Rocío Muñoz: "No resultaría difícil conseguir un subsidio por la trayectoria del ciclo pero nos hace muy felices que a esto lo genera la gente, no es una inversión del Estado ni de nuestro bolsillo, por eso pensamos en invitar a los autores que el público quiere. El público subvenciona, asiste, le da sentido a lo que hacemos y nos va marcando la línea. Durante mucho tiempo en los lugares donde se mostraba la literatura había un público escritor pero ahora hay también un público que no escribe y va porque le gusta la literatura. La literatura está de moda en Rosario, por la gente que ha peleado antes que nosotros y todo lo que hacen los jóvenes, no es marginal. La poesía está puesta en primer plano en las marchas, por ejemplo la del 24 de marzo o Ni una menos. Hay gente que tiene ganas de que sea marginal, no quieren que a la poesía la lea el pueblo en general, la multitud, y siguen insistiendo en una fórmula que ya pasó".

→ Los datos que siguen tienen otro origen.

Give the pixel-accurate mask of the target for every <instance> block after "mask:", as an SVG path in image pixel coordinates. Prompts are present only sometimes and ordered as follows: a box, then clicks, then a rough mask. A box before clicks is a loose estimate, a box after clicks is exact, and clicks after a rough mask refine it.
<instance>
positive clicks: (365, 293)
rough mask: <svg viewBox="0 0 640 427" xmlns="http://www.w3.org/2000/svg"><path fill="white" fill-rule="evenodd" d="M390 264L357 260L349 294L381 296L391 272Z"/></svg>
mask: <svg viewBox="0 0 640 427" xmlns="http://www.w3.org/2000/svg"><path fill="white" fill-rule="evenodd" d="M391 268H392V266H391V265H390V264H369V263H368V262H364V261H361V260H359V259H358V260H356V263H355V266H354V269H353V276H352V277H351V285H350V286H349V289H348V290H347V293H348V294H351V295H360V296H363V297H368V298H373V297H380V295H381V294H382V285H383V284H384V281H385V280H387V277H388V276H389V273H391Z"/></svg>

Luis Steinmann: "No repetimos a los autores por un desafío, porque queríamos salir del lugar de invitar a los amigos y conocidos. Aunque el ciclo es mensual nos reunimos una vez por semana, lo tomamos con compromiso y responsabilidad, como un trabajo. No nos pesa, es un lugar de pertenencia. Tratamos de que cada noche sea un espectáculo, pensamos en la escena, que la gente la pase bien durante nuestras presentaciones. Eso da una apertura a que venga otro público, nuestra apuesta es que sea algo abierto y popular. No queremos mudarnos a Buenos Aires para actuar en cultura, queremos desde nuestro lugar generar espacios. El tema es cómo hacemos para que Rosario sea un polo cultural, para que la gente venga a consumir cultura y los rosarinos consuman cultura, cómo pelear la hegemonía porteña".


Federico Rodríguez: "Entre los ciclos de poesía y la academia no hay relación, nunca la hubo, pero los ciclos no necesitan que la Universidad los legitime. Organizar estas lecturas nos pone en contacto con mucha gente que escribe, cada vez más. A lo mejor nosotros no los conocemos pero nos van avisando. El ciclo es una creación colectiva que se autogenera, diversifica y complementa todo el tiempo".


Bernardo Conde Narvaez: "El público que asiste a las lecturas es variado. Hay gente que sabe de la disciplina y otros que vienen por primera vez a escuchar, ya que nunca usé el micrófono abierto ni tampoco es algo que se use en Rosario (cuando se invita a leer a quienes quieran después de las lecturas programadas). Pienso en los talleres literarios, que en Rosario hay muchos y muy buenos, para darles cabida en los ciclos. Este año lo hice con los de Maia Morosano, Pablo Colacrai, Tomás Boasso y Marta Ortiz por ejemplo. Nunca me dieron plata ni subsidio por la gestión cultural, tampoco pedí".